No contraceptive technique is completely effective. Sterilization failures can occur immediately, for instance if the man doesn’t wait for his vasectomy to become effective, or if the surgeon missed one of a woman’s tubes. Failures can also occur much later, if the vas or tube grows back together. Over a period of a decade the failure rate of tubal ligation may be as high as 2 percent.

Another shortcoming of sterilization is that it provides no defense against sexually transmitted diseases. Only condoms provide substantial protection against infectious agents, including HIV.

Some women will develop menstrual abnormalities as they get older. When a woman has had her tubes tied, then has heavy bleeding, she may blame the tubal ligation, but there is no evidence that tubal ligation leads to menstrual problems. Another concern has been about an increased risk of heart disease or prostate cancer in men who have had vasectomies, but studies have shown that there is no increased chance of these problems.

Sometimes people who have been sterilized will regret having had the procedure. This is sometimes due to divorce, other times due to the death of a partner or of a child. Furthermore, people change their ideas about their ideal family sizes. Regret is most common when people have sterilization done early in their reproductive lives. It is for this reason that no governmental agency will pay for a sterilization procedure if the person is under 21 years of age. The incidence of regret is twice as high if a woman has sterilization before age 30 than after.

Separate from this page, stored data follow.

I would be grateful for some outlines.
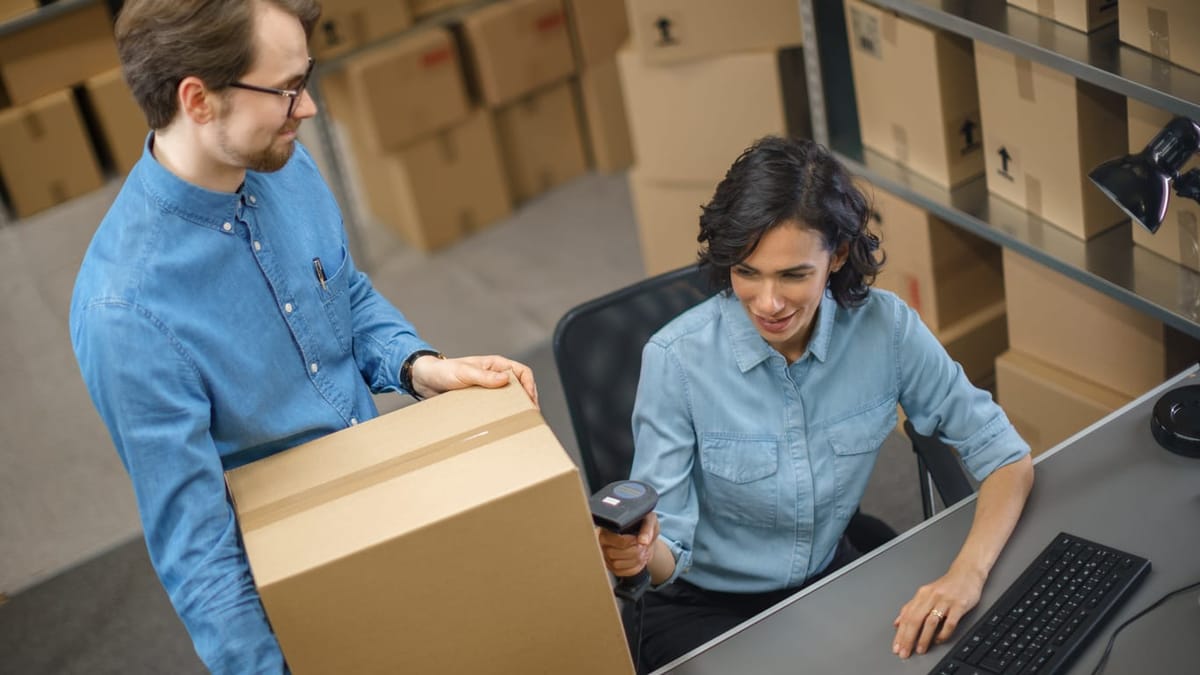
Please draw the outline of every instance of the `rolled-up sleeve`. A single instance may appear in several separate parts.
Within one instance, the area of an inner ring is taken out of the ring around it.
[[[353,260],[347,260],[351,266],[355,363],[373,393],[400,391],[400,367],[405,360],[413,352],[433,347],[417,335],[417,329],[375,289],[367,275],[353,267]]]
[[[669,349],[654,341],[642,350],[633,439],[631,477],[658,491],[660,536],[675,556],[675,572],[665,585],[691,567],[700,511],[692,479],[696,433],[687,377]]]

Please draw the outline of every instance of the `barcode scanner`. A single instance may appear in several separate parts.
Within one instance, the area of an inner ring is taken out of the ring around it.
[[[588,506],[592,510],[592,522],[609,532],[636,536],[642,529],[642,521],[658,504],[658,493],[654,488],[636,480],[619,480],[609,483],[592,495]],[[618,598],[636,601],[650,587],[650,570],[643,567],[631,577],[617,577],[613,593]]]

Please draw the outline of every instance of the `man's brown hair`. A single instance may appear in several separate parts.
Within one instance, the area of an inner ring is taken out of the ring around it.
[[[319,0],[125,0],[117,16],[117,53],[125,81],[151,129],[175,119],[179,83],[196,76],[220,91],[254,63],[254,10],[269,2],[312,35]]]

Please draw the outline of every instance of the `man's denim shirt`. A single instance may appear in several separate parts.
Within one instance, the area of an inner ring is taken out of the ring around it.
[[[732,294],[685,312],[646,345],[633,478],[660,493],[675,578],[713,591],[798,586],[833,559],[903,406],[983,479],[1029,453],[895,295],[838,306],[827,293],[788,365]]]
[[[84,257],[71,340],[196,651],[218,673],[281,672],[223,472],[375,417],[371,392],[429,345],[355,269],[299,143],[221,193],[152,140]]]

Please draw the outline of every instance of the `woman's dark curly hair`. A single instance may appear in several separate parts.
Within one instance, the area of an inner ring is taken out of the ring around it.
[[[700,216],[700,265],[716,289],[732,287],[729,270],[746,259],[763,234],[793,223],[820,232],[829,251],[849,247],[846,264],[829,277],[842,307],[867,298],[883,265],[879,237],[867,229],[871,207],[850,173],[824,146],[767,136],[729,167]]]

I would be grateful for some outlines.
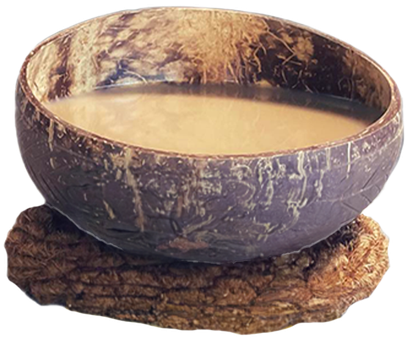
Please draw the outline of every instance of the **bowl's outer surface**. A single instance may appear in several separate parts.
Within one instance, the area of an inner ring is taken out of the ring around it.
[[[187,11],[202,19],[212,14]],[[241,12],[215,13],[212,15],[232,16],[228,19],[234,24],[238,16],[255,30],[265,30],[258,33],[257,42],[241,38],[253,49],[240,55],[243,67],[235,64],[237,54],[232,54],[229,66],[225,61],[218,64],[221,57],[214,56],[214,69],[195,73],[189,52],[175,38],[167,54],[155,61],[157,74],[165,79],[177,75],[180,78],[175,79],[181,83],[229,79],[249,85],[267,81],[350,96],[382,109],[391,101],[387,112],[362,134],[340,143],[284,153],[206,157],[127,146],[73,127],[40,104],[45,98],[76,93],[81,84],[87,90],[90,83],[78,80],[74,66],[79,63],[74,42],[84,30],[74,29],[68,35],[63,31],[59,39],[50,39],[57,52],[47,55],[37,48],[32,54],[40,54],[38,65],[50,63],[48,70],[31,66],[32,55],[22,68],[16,94],[19,144],[28,172],[46,202],[98,239],[130,252],[216,263],[297,251],[352,221],[379,194],[395,167],[403,143],[400,95],[382,69],[357,50],[306,28]],[[118,34],[134,21],[140,22],[141,15],[150,19],[145,30]],[[172,26],[172,20],[179,20],[172,15],[172,9],[152,9],[111,18],[104,34],[99,35],[110,48],[104,46],[105,52],[100,51],[95,60],[100,66],[104,60],[114,63],[115,73],[106,73],[105,80],[95,76],[93,87],[130,79],[130,70],[135,74],[135,69],[116,56],[125,49],[129,58],[143,58],[133,39],[141,35],[142,41],[149,40],[149,32],[156,34],[165,19]],[[94,19],[94,26],[98,20],[103,19]],[[205,26],[209,30],[209,25]],[[199,29],[198,34],[204,32]],[[86,46],[88,40],[80,38]],[[98,46],[98,39],[91,39],[93,46]],[[216,47],[227,45],[222,43]],[[201,55],[206,50],[199,50],[198,58],[208,57]],[[278,61],[281,53],[283,58]],[[229,51],[224,58],[227,55]],[[204,64],[196,60],[197,68]],[[290,60],[293,66],[287,66]],[[153,66],[147,65],[134,65],[139,72],[146,72],[133,79],[149,79],[154,72]],[[181,71],[184,67],[185,73]],[[40,73],[46,77],[39,77]]]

There are two options for a woman who wishes to regain her fertility after tubal ligation. Tubal reanastomosis, or reconnecting the fallopian tubes, is effective about half the time. It is expensive and seldom covered by health insurance. In vitro fertilization bypasses the woman’s tubes and is effective after a tubal ligation. For the vasectomized man there is surgery to put the tubes back together.

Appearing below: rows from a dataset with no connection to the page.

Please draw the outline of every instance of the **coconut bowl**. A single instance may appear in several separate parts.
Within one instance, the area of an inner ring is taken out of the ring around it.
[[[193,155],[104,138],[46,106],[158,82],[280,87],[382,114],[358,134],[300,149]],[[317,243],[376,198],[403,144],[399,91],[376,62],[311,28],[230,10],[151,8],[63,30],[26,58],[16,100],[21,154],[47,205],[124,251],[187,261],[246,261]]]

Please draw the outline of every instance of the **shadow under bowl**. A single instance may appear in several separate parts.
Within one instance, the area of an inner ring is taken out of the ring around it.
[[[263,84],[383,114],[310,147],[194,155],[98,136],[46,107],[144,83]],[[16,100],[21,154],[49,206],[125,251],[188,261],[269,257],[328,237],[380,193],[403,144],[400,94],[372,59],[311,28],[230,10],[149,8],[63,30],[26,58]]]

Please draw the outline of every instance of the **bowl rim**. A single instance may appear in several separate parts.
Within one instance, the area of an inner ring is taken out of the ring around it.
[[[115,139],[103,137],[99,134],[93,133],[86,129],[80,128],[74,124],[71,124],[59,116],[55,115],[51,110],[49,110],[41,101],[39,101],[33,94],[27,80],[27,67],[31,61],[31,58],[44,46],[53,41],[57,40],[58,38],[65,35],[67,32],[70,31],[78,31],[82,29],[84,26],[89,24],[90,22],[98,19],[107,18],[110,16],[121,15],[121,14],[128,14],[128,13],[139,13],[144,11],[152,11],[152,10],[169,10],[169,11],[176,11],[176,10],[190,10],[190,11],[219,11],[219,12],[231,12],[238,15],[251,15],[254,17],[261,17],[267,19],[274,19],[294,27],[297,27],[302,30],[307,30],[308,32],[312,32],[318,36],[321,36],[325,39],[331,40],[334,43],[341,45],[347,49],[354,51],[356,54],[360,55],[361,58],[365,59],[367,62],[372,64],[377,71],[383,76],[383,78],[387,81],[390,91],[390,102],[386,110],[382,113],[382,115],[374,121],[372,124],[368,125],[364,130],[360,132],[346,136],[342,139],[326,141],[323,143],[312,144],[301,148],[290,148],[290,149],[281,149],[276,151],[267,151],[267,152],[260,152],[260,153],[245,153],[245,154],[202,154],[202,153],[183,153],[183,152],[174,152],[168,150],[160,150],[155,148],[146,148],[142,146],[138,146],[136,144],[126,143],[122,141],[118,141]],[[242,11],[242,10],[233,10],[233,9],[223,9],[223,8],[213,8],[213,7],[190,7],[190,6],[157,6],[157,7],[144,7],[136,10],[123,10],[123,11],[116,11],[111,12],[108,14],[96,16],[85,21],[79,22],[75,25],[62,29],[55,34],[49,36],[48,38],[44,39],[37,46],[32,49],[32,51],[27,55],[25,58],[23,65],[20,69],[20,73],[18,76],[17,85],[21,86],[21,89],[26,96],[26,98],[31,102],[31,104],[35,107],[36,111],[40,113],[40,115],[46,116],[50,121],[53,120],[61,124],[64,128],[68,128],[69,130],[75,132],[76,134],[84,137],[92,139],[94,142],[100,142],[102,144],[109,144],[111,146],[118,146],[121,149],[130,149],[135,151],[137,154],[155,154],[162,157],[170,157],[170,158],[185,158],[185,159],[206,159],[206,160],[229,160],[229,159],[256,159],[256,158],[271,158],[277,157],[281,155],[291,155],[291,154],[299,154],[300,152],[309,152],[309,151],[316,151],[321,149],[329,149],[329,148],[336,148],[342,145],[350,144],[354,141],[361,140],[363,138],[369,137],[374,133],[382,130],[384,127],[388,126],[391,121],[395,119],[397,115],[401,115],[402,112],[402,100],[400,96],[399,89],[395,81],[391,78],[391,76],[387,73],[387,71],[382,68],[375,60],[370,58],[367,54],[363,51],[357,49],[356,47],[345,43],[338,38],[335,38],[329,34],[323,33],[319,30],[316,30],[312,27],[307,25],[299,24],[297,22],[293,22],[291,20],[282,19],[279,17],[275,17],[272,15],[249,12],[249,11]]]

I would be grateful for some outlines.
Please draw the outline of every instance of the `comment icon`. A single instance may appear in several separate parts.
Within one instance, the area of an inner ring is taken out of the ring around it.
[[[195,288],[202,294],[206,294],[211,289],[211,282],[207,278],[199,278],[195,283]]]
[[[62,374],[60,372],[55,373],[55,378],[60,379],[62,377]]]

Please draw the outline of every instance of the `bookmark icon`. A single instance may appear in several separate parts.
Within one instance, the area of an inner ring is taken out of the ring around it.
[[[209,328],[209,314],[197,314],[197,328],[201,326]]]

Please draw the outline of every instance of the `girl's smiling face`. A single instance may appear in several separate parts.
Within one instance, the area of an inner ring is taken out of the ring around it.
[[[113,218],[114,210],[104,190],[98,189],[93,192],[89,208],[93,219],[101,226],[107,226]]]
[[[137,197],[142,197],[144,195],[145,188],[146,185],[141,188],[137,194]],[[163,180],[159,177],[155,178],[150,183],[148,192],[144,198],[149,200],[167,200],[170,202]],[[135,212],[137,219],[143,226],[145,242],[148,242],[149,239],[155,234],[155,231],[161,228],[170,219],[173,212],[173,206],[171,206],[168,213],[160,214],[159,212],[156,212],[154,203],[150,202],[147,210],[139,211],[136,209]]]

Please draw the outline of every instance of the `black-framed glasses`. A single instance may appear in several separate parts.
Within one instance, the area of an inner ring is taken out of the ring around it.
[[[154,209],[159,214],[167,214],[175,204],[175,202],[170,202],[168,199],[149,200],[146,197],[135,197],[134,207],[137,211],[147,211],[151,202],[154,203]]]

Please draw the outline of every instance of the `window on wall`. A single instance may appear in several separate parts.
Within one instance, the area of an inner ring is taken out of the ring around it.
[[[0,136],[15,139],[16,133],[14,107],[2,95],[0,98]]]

Although vasectomy is safer and less expensive than female sterilization, in most parts of the world tubal ligation is more common than vasectomy. Worldwide there are about 180 million women who have been sterilized (including a relatively small number by hysterectomy). In contrast, only about 43 million men have had a vasectomy. In the United States the finding is similar; 41 percent of women,but only 26 percent of men, have been sterilized. In New Zealand, Holland, and Bhutan, more men than women have been sterilized, but this outcome remains unusual. There are fundamental questions about the equity surrounding the gendered distribution of responsibility for reproduction worldwide.

Sterilization programs operating at a large (national and international) scale have had a mixed and often unfortunate history. Pressure on poor communities and tribal members during India’s “emergency” of the 1970s, as a prominent but by no means unique example, led to involuntary and highly coercive sterilizations. Where women control their choices and their bodies, however, sterilization has helped millions of couples prevent unplanned pregnancies, and it remains the single most popular birth control choice in the world.

Bibliography:

  1. Global Footprint Network, www.footprintnetwork.org;
  2. Betsy Hartmann, Reproductive Rights and Wrongs: The Global Politics of Population Control (South End Press, 1995);
  3. A. Hatcher, et al., Contraceptive Technology, 18th ed. (Ardent Media, 2004).